クーラーボックスで太平洋をただよう 漁師2人をメキシコ海軍が救助

陸から約240キロメートルもはなれた太平洋の上で、2人の男性がクーラーボックスに乗ってただよっているのが見つかりました。メキシコ海軍が8月19日、この2人を助け出したと発表しました。

助けられたのは、53さいと32さいの漁師の男性2人です。2人は漁船「カマロネラ」に乗って海に出ましたが、8月14日を最後に連らくがとれなくなっていました。
漁師たちが入っている漁業協同組合から救助を求める連らくを受けて、メキシコ海軍は8月15日から「捜索」、つまり行方が分からない人を海や空からさがす活動を始めました。メキシコ海軍は、海の安全を守る沿岸警備隊の役割も持っています。今回はチアパス州のプエルトチアパスという港町にある第22海軍区が中心となり、大きな船と小型のふね、そして航空機の三つを組み合わせる「トリノミオ」と呼ばれる方法で海をさがしました。
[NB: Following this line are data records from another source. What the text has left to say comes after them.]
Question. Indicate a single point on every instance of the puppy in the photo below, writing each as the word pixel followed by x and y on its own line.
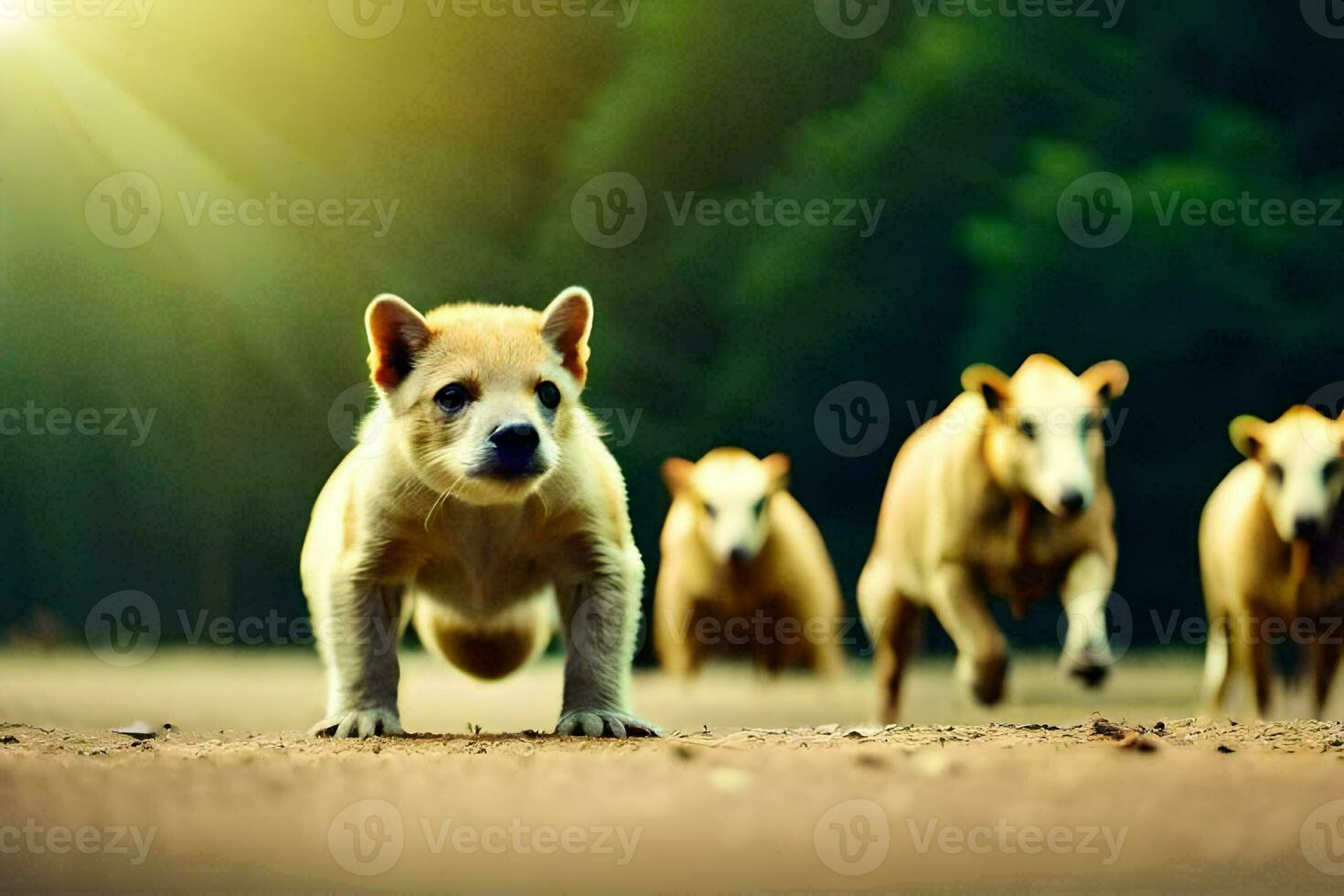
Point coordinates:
pixel 480 498
pixel 743 566
pixel 1270 546
pixel 1003 493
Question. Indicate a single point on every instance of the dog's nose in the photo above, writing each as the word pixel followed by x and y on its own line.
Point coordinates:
pixel 515 443
pixel 1307 527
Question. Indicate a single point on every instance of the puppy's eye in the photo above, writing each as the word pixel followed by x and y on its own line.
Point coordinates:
pixel 549 394
pixel 452 398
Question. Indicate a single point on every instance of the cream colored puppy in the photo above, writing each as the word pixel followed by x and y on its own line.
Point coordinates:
pixel 1270 547
pixel 1001 493
pixel 480 498
pixel 743 567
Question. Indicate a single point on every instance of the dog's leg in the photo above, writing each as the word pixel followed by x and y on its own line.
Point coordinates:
pixel 894 647
pixel 1083 594
pixel 1327 656
pixel 1250 655
pixel 674 620
pixel 1217 660
pixel 981 647
pixel 357 635
pixel 598 620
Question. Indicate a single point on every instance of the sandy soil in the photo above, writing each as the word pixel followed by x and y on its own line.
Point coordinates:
pixel 757 784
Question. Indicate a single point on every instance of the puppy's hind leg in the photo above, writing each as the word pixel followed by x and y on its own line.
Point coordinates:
pixel 894 652
pixel 891 621
pixel 1217 661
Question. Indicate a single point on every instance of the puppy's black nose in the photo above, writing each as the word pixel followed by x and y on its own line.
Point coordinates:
pixel 1072 500
pixel 1307 527
pixel 515 445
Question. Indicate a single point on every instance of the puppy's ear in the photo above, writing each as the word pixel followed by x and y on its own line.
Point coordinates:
pixel 777 466
pixel 677 475
pixel 1247 434
pixel 397 334
pixel 566 325
pixel 1108 378
pixel 988 382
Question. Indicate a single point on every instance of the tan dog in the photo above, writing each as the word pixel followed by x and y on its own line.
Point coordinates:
pixel 1269 549
pixel 743 566
pixel 1004 493
pixel 480 496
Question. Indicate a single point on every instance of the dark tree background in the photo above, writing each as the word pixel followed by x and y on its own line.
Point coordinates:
pixel 240 338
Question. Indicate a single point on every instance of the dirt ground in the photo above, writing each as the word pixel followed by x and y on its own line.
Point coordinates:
pixel 758 784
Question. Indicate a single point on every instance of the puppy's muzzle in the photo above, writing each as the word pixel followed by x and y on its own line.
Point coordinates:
pixel 514 452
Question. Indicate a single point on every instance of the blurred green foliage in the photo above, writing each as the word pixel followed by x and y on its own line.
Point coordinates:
pixel 483 129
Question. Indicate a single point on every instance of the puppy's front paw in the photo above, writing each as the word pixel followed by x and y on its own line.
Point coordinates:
pixel 1093 675
pixel 359 723
pixel 603 723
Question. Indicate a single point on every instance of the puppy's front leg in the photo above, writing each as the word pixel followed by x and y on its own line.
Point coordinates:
pixel 1083 594
pixel 357 635
pixel 598 618
pixel 981 649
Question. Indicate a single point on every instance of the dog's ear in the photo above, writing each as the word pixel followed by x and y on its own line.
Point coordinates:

そして8月19日、チアパス州の沖合約130海里、キロメートルにすると約240.76キロメートルの海上で、2人が発見されました。海里というのは、海の上のきょりを表す単位です。パトロール用の船が2人を助け上げ、海軍の衛生要員という、けがや病気がないかを調べる係の人が体の様子を調べました。その後、2人はヘリコプターで港へ運ばれ、手当てを受けたあと、無事に家族のもとへ引きわたされました。
メキシコ海軍のトップである長官は、レイムンド・ペドロ・モラレス・アンヘレスさんです。メキシコ海軍は、海で困ったことが起きたときのために「800 MARINA 1」という電話番号を案内しています。